I started buying singles from Central Records of Manchester, U.K. Always very good service. I read the reviews of N.M.E. thoroughly - and if the single seemed to feature a good blues guitar, I often ordered it. I was also very fond of singles by The Move. Not a bluesband at all but to me a perfect combination of pop AND rock.

Pete Frame says it all in his "Rock Family Trees, Volume 2" (1983):

"Despite the fanaticism of its grass-roots supporters, the Blues Boom had only a brief commercial existence. Earliest British practitioners were Alexis Korner and Cyril Davies, but John Mayall was the real evangelist and Cream the major populariser. (A parallel U.S. trend spawned the Paul Butterfield Blues Band and Canned Heat - and, later on, Johnny Winter, The Allmans and J. Geils).

The movement was a sort of elitist spin-off from R&B, which had become commercialised/singles orientated (viz Yardbirds/Stones/Manfreds/Animals/etc.) and was populated by anti-gimmick purists, who went for albums and an underground following. A working knowledge of Chuck Berry and Bo Diddley was no longer enough; you had to be able to speak authoritatively about Albert Collins, Albert King, Gatemouth Brown and all the other U.S. cult figures. Long hair, overcoats, denim jeans and plimsolls were mandatory (fans were almost all male) and rugby shirts were popular among musicians. Guitar heroes and musical virtuosity were the main audience requirements. Flash & feeling.

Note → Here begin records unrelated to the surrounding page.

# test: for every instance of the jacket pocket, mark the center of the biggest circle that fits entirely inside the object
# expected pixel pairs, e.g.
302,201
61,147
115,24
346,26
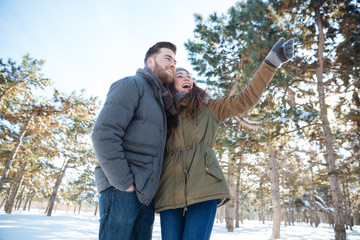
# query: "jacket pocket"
212,168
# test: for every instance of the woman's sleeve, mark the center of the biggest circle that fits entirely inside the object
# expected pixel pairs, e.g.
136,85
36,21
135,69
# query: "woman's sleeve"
237,104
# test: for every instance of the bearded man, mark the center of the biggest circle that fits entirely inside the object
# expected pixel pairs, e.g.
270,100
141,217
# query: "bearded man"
129,140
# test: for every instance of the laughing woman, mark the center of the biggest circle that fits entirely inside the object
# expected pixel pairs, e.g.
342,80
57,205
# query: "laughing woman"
192,184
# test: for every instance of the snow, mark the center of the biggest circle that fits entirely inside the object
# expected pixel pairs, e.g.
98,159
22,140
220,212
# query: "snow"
35,225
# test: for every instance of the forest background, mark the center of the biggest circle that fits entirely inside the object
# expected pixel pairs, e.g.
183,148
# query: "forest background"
293,158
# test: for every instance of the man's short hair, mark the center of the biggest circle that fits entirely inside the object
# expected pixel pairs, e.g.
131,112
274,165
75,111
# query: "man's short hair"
156,48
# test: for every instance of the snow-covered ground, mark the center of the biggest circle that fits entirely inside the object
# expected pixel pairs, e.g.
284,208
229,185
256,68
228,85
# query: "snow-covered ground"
34,225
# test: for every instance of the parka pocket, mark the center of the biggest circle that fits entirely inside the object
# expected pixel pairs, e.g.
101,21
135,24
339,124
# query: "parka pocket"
212,168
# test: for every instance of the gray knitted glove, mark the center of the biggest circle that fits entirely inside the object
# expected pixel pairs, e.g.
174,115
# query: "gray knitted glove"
281,52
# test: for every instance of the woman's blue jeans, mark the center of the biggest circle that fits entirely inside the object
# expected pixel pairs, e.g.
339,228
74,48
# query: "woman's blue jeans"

The ultimate sermon was the Windsor Blues Festival of Aug 67, which featured Mayall, Cream and Jeff Beck, and was a turning point for Ten Years After, Chicken Shack, and Fleetwood Mac. Of course, few bands made the big time playing the blues. Mayall struggled on and eventually did it, but the success of Cream, Jethro Tull and Fleetwood Mac - the biggest bands to emerge - lay in their ability to change and adapt. The first wave prompted the formation of many groups, including Dr K's Blues Band, Black Cat Bones, the Climax Blues Band, Tramline, Bakerloo Blues Line, Keef Hartley's Blues Band, Duster Bennett, Steamhammer, Aynsley Dunbar's Retaliation, Taste, Free & Led Zeppelin. And then the boom was over - replaced by "progressive rock"."

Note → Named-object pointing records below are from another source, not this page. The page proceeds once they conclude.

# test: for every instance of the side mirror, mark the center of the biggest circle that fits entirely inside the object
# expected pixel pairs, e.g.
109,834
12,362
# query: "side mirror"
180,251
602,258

Lester Bangs, journalist of U.S. music magazine "Creem", was an opinionated man of many words. Michigan based "Creem" was an excellent rock magazine with an impressive pool of writers during that period: Lester Bangs, Greg Shaw, Robert Christgau, Richard Meltzer...
When reviewing the combination of Savoy Brown's "Hellbound Train" and Alvin Lee & Co's "Ten Years After" in the June '72 issue Lester got going on all cylinders. He was brilliant but weird - he actually liked these albums despite his florid prose:
"It's easy to get down on British proto- or crypto-bluesbands. After all, why should a bunch of Limeys forsake their roots in favor of painstaking note-for-note imitations of old rotgutted black guys when the only reason they can sell it some times is because they have the flair to sing about being down and out in Dallas while dressed like absolute "Yellow Book" fops.

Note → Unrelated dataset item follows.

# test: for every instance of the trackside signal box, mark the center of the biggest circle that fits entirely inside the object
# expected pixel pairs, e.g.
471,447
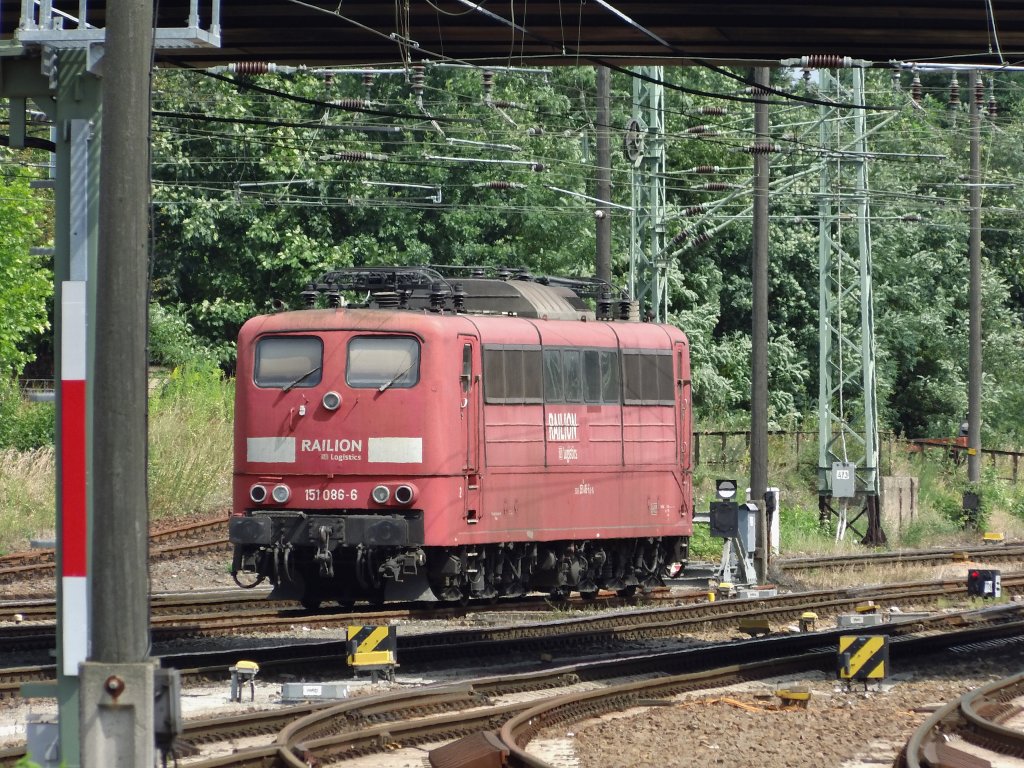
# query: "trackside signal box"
984,584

Seems to me that the essence and strength of the whole British blooz riff from the beginning is its absurdity, and those who've capitalized on that absurdity most fully have prospered and done the best stuff. There are exceptions, of course, like poor old John Mayall (watch for his new album, with one side about Bangla Desh and one about Ireland, called "Mean Old World"), and most of Savoy Brown's product thus far has been a less than charming fusion of pained Muddy Waters vocal cops (or Mose Allison, when they want to mellow down easy), set to a particularly turgid brand of jazz-funk (or what they think is jazz and funk) and generally served with more solemnity and less (even unconscious) humor than Art Rock at its absolute nadirs of archness".